3. It is too bad that when they etched the words on the Liberty Bell that they didn't do it in Hebrew. It says: "And proclaim d'ror - translated as liberty - throughout the land and to all the inhabitants thereof." What does d'ror mean? Rashi explains that the word comes from "dar" meaning "to dwell" and indicates that a person can live wherever they want; they are unfettered; they have true freedom of movement. Ibn Ezra has it refer to the freedom of a little bird that can fly wherever it desires. Nachmanides also connects it to living wherever we want but refers to "b'nai chorin" - a term that should echo from Pesach seder - namely - that we are not enslaved, not to a Pharaoh, not to anyone. The context for all these comments is the release of indentured servants in the Jubilee year and the resetting of the economic clock to the pristine moment when all were equal.

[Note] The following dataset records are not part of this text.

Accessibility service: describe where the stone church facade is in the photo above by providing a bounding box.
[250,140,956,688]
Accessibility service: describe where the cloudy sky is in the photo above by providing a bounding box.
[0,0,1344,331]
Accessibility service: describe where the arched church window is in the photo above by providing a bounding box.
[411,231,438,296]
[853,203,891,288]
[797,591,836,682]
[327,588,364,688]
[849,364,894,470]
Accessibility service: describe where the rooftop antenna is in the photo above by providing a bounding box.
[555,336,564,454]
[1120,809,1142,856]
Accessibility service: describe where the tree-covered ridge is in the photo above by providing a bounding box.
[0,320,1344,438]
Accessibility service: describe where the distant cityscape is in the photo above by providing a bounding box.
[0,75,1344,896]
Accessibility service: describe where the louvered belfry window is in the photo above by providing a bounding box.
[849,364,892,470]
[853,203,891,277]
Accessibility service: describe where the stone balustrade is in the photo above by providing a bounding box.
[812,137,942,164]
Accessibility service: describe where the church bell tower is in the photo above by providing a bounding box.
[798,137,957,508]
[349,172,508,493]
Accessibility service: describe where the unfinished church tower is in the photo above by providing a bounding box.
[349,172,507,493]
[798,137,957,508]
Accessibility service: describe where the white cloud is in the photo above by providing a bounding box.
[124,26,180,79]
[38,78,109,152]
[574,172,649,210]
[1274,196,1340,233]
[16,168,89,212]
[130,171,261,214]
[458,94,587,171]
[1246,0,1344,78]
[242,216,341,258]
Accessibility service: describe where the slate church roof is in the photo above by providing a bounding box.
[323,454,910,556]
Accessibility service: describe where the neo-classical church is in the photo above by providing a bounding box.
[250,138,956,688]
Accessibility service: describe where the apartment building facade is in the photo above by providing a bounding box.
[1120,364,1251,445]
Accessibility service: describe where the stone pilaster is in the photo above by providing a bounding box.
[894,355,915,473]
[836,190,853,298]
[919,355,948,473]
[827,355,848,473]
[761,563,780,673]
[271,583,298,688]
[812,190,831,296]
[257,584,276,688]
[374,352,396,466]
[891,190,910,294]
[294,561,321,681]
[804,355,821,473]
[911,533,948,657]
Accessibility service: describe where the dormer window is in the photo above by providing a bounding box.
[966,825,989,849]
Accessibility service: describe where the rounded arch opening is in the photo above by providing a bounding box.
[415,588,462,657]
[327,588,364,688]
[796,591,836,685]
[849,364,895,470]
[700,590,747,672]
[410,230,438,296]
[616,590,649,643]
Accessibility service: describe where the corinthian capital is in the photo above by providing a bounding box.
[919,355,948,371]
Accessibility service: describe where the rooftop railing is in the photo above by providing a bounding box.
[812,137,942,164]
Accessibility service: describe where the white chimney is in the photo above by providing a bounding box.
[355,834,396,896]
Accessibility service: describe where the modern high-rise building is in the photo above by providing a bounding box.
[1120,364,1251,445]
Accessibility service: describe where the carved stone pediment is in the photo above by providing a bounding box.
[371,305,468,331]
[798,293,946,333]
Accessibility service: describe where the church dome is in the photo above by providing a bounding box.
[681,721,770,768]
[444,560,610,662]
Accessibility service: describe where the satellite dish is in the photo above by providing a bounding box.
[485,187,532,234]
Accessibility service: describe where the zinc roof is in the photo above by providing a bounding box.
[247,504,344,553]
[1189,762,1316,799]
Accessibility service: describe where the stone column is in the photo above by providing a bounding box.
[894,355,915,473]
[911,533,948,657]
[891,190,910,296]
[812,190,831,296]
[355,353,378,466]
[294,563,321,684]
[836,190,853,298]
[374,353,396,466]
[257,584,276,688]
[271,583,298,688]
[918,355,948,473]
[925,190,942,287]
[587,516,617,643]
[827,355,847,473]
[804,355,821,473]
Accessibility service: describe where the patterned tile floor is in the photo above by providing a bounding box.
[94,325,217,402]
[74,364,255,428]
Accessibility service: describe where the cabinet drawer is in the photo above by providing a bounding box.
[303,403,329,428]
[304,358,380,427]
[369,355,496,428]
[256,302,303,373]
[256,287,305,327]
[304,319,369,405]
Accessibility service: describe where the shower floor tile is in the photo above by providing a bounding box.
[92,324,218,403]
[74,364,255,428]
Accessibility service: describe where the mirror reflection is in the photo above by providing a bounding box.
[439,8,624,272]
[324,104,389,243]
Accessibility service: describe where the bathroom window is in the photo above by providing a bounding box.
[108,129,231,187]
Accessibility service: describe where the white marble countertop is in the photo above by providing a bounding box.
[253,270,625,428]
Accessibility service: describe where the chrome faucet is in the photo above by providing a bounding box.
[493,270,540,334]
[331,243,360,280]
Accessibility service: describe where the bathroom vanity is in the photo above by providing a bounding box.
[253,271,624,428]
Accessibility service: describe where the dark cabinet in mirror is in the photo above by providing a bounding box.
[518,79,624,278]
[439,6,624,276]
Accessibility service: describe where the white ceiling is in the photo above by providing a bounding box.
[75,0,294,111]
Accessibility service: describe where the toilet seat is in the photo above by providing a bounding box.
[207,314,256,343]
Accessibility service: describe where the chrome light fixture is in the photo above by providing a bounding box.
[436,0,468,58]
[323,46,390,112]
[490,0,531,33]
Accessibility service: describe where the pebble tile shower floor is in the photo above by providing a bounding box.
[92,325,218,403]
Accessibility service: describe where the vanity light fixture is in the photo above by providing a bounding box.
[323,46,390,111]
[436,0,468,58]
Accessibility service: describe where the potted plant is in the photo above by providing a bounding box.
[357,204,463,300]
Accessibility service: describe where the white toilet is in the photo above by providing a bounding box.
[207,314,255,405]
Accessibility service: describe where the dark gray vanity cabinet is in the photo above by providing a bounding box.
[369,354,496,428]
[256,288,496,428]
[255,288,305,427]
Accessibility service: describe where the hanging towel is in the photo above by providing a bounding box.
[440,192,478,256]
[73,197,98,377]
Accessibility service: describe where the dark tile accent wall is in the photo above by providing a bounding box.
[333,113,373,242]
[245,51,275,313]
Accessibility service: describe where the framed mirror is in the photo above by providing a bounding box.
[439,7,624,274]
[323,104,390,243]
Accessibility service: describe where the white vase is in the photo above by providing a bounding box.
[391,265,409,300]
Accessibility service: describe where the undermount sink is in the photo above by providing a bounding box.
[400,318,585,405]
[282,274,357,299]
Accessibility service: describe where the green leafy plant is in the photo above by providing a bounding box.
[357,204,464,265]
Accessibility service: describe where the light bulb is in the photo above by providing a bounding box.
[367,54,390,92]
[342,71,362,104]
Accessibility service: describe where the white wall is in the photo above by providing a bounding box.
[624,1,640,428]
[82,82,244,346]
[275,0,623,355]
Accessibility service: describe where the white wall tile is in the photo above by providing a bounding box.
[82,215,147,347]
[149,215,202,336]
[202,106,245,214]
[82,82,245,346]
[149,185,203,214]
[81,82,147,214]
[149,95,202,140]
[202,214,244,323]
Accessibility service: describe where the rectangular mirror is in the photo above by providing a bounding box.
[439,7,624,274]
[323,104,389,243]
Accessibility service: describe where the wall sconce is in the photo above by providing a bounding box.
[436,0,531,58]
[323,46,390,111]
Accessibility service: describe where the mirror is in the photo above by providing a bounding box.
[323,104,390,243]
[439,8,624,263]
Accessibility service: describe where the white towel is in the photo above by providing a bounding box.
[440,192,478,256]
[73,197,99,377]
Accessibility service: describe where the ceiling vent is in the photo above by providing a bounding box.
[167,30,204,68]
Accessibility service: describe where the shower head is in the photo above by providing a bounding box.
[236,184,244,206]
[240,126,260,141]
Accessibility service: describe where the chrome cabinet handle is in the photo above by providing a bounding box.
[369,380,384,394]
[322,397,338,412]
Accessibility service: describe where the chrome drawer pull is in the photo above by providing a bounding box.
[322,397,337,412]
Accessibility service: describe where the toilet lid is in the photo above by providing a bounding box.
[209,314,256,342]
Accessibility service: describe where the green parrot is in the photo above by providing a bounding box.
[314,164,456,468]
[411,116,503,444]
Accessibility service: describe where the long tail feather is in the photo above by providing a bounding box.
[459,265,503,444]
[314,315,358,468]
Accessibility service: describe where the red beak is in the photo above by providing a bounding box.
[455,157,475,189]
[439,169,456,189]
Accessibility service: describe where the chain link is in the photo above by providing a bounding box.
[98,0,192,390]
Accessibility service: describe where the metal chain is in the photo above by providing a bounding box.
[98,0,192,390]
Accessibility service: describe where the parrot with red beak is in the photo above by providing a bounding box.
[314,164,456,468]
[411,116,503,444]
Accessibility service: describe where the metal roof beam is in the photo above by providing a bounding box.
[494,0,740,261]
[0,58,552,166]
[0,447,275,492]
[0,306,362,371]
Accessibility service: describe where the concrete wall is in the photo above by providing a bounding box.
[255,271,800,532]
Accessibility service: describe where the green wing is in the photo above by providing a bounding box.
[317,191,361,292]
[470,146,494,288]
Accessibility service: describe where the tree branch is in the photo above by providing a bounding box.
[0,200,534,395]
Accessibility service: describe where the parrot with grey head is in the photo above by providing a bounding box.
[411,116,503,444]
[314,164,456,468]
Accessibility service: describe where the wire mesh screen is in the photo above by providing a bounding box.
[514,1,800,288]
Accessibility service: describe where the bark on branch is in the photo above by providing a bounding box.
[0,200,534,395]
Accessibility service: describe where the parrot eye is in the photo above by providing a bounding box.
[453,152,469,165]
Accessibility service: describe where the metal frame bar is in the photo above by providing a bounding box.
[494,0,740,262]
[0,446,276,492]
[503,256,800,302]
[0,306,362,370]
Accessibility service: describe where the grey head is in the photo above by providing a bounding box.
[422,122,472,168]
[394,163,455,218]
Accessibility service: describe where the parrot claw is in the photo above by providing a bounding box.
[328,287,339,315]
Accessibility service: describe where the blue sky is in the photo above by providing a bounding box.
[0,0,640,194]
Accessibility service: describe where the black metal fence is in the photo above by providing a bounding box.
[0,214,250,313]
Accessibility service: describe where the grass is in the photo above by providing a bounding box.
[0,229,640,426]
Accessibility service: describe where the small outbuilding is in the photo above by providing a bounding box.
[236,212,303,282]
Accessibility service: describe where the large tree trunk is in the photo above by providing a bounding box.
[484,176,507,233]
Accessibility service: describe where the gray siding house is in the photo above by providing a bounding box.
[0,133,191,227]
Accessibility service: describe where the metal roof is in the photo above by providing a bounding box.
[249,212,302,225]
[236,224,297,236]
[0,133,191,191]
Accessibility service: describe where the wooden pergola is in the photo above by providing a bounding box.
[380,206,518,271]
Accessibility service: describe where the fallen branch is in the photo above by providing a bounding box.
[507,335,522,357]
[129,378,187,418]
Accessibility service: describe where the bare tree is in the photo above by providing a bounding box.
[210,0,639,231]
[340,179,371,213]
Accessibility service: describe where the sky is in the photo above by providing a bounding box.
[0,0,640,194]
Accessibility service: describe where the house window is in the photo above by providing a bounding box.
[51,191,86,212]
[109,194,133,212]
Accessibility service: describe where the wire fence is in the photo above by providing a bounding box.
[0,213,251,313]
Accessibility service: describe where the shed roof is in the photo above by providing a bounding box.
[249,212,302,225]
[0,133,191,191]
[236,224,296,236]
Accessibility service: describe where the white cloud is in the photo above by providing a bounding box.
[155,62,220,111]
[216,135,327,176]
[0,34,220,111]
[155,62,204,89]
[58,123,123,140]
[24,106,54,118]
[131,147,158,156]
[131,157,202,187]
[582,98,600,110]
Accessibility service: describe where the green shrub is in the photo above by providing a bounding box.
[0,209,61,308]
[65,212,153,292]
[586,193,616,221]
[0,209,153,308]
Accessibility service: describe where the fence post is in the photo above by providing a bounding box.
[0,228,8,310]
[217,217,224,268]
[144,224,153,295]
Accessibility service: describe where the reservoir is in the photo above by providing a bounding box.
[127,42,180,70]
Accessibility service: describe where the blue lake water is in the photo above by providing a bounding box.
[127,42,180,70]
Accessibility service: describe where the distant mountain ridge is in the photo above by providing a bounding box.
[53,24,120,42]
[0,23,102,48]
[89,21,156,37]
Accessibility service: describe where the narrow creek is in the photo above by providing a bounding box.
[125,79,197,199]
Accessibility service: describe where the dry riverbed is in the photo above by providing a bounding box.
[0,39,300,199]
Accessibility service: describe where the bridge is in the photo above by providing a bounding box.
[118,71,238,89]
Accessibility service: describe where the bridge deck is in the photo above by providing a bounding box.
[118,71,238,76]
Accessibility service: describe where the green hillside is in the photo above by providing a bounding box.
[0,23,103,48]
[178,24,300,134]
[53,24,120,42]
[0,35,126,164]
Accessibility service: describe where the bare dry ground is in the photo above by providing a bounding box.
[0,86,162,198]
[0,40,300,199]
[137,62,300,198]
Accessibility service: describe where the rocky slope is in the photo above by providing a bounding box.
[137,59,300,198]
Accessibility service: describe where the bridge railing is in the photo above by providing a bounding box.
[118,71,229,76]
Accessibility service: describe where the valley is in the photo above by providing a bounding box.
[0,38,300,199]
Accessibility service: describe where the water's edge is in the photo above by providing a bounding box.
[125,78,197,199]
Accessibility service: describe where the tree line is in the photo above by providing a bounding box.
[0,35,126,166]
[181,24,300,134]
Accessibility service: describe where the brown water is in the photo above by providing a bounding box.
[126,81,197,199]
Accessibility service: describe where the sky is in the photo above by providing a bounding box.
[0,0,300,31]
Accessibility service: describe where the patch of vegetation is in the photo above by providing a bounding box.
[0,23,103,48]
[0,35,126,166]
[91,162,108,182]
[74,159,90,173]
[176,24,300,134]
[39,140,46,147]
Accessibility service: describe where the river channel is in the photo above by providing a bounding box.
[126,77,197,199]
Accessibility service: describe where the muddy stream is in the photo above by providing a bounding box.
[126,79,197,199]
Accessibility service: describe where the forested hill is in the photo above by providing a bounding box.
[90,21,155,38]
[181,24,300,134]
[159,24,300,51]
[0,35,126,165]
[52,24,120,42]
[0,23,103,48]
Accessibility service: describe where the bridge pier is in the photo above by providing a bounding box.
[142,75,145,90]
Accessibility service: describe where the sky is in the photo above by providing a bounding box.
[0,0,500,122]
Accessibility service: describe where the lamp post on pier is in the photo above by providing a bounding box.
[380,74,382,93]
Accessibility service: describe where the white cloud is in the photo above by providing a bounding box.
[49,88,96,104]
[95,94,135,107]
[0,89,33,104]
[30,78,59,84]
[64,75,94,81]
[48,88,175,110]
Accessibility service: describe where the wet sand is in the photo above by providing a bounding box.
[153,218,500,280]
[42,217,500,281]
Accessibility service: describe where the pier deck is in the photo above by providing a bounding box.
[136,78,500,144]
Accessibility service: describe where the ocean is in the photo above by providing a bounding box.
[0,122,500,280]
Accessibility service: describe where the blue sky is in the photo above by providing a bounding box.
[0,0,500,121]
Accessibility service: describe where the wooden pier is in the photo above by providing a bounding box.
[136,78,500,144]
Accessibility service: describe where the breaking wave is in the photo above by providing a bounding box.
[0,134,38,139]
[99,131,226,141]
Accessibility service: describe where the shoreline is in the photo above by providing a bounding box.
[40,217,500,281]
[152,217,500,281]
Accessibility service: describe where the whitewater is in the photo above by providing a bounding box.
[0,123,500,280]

No matter how distant from reality, it is a dream to which to aspire, a vision of society that elevates all, but none to high above others; a healthy society, where the public policty about health care for all is a matter of justice and righteousness.

 

4. I close with reference to one further commentator, called Ba'al HaTurim. He plays gematria and counts the value of the letters of the word d'ror as 410 [ daled is 4, vov is 6 and resh is 200 twice = 410]. He notes that the duration of Solomon's Temple was 410 years from its construction to its destruction. Regardless of historical truth, the point is well taken: Their world was destroyed because human beings were destroyed; because society became unjust; because the poor and the defenseless were trampled; because of the inequality of wealth and privilege. Soon America will celebrate its 234th year of independence. May this grand experiment in human governance long exist and its flag proudly wave. May it truly proclaim d'ror throughout the land, for all its inhabitants.                                                                                             Shabbat Shalom.